Re: [PATCH v4 11/24] x86/virt/seamldr: Introduce skeleton for TDX Module updates

From: Edgecombe, Rick P

Date: Wed Mar 11 2026 - 22:00:49 EST


On Thu, 2026-02-12 at 06:35 -0800, Chao Gao wrote:
> TDX Module updates require careful synchronization with other TDX
> operations on the host. During updates, only update-related SEAMCALLs are
> permitted; all other SEAMCALLs must be blocked.
>
> However, SEAMCALLs can be invoked from different contexts (normal and IRQ
> context) and run in parallel across CPUs. And, all TD vCPUs must remain
> out of guest mode during updates.
>

Above it says only update-related SEAMCALLs are permitted. Does that not already
exclude SEAMCALLs that might allow entering the TD?

> No single lock primitive can satisfy
> all these synchronization requirements, so stop_machine() is used as the
> only well-understood mechanism that can meet them all.
>
> The TDX Module update process consists of several steps as described in
> Intel® Trust Domain Extensions (Intel® TDX) Module Base Architecture
> Specification, Revision 348549-007, Chapter 4.5 "TD-Preserving TDX Module
> Update"
>
> - shut down the old module
> - install the new module
> - global and per-CPU initialization
> - restore state information
>
> Some steps must execute on a single CPU, others must run serially across
> all CPUs, and some can run concurrently on all CPUs.
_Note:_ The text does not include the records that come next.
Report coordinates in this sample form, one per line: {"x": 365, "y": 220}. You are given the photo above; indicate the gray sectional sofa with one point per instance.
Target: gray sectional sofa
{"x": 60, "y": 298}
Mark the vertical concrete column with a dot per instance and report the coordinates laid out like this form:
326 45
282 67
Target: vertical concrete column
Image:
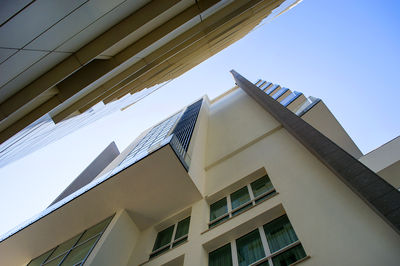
196 254
383 198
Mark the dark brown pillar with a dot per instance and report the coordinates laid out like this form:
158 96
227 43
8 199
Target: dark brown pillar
383 198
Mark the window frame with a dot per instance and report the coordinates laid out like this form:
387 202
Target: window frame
265 245
64 255
173 241
242 208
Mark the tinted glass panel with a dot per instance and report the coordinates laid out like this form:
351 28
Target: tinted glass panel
221 256
249 248
55 261
260 186
290 256
279 233
164 237
39 260
271 89
218 209
240 197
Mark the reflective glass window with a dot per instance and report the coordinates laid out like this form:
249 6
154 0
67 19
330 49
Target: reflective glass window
240 198
249 248
221 256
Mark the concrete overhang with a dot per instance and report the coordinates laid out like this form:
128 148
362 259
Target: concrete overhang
84 52
150 190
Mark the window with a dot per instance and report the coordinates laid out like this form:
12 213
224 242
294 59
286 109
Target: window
274 244
249 248
221 256
75 250
171 237
240 200
219 211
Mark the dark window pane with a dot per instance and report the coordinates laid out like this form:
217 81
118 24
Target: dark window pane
290 256
94 230
249 248
164 237
55 261
79 253
221 256
159 252
279 233
62 248
240 197
183 228
218 209
260 186
39 260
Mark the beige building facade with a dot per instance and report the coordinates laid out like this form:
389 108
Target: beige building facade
221 182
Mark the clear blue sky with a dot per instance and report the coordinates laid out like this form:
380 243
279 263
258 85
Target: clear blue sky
344 52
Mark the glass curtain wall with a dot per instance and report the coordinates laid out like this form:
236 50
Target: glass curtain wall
75 250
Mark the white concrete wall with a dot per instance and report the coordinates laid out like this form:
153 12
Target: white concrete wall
116 243
334 225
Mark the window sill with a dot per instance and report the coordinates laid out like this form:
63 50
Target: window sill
244 211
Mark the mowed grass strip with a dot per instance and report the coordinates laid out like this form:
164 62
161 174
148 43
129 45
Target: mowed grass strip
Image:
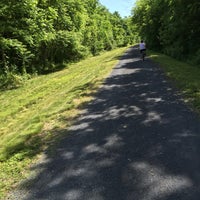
185 77
31 114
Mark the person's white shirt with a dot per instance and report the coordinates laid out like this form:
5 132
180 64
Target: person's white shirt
142 46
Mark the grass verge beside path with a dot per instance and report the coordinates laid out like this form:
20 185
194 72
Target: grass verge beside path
30 115
185 76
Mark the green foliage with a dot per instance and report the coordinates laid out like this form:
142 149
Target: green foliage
185 76
33 116
170 26
38 36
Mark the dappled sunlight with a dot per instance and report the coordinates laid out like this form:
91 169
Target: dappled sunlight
134 141
152 117
156 183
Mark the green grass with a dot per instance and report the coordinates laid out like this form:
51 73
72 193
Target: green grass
31 114
185 77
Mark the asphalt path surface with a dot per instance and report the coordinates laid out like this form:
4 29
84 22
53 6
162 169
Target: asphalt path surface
137 140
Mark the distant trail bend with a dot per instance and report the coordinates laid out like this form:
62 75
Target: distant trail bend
136 140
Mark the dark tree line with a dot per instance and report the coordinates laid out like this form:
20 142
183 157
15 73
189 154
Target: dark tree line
172 26
37 36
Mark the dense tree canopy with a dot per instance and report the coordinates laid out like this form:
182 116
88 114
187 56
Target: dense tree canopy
37 36
172 26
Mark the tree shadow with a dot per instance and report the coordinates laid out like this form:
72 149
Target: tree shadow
135 140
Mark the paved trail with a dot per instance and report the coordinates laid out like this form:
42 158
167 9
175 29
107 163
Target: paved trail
136 141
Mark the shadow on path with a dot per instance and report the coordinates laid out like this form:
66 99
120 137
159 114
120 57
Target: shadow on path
136 141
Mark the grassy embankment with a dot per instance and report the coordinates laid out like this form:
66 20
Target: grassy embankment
185 77
31 115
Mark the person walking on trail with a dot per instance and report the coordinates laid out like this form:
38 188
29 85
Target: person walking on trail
142 47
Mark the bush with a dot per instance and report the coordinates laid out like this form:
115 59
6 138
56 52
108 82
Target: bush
61 47
14 56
There are also
> ordering requirements between steps, so all CPUs must work in a step-locked
> manner.

Does the fact that they can run on other CPUs add any synchronization
requirements? If not I'd leave it off.

>
> In summary, TDX Module updates create two requirements:

The stop_machine() part seems more like a solution then a requirement.

>
> 1. The entire update process must use stop_machine() to synchronize with
> other TDX workloads
> 2. Update steps must be performed in a step-locked manner
>
> To prepare for implementing concrete TDX Module update steps, establish
> the framework by mimicking multi_cpu_stop(), which is a good example of
> performing a multi-step task in step-locked manner.
>

Offline Chao pointed that Paul suggested this after considering refactoring out
the common code. I think it might still be worth mentioning why you can't use
multi_cpu_stop() directly. I guess there are some differences. what are they.

> Specifically, use a
> global state machine to control each CPU's work and require all CPUs to
> acknowledge completion before proceeding to the next step.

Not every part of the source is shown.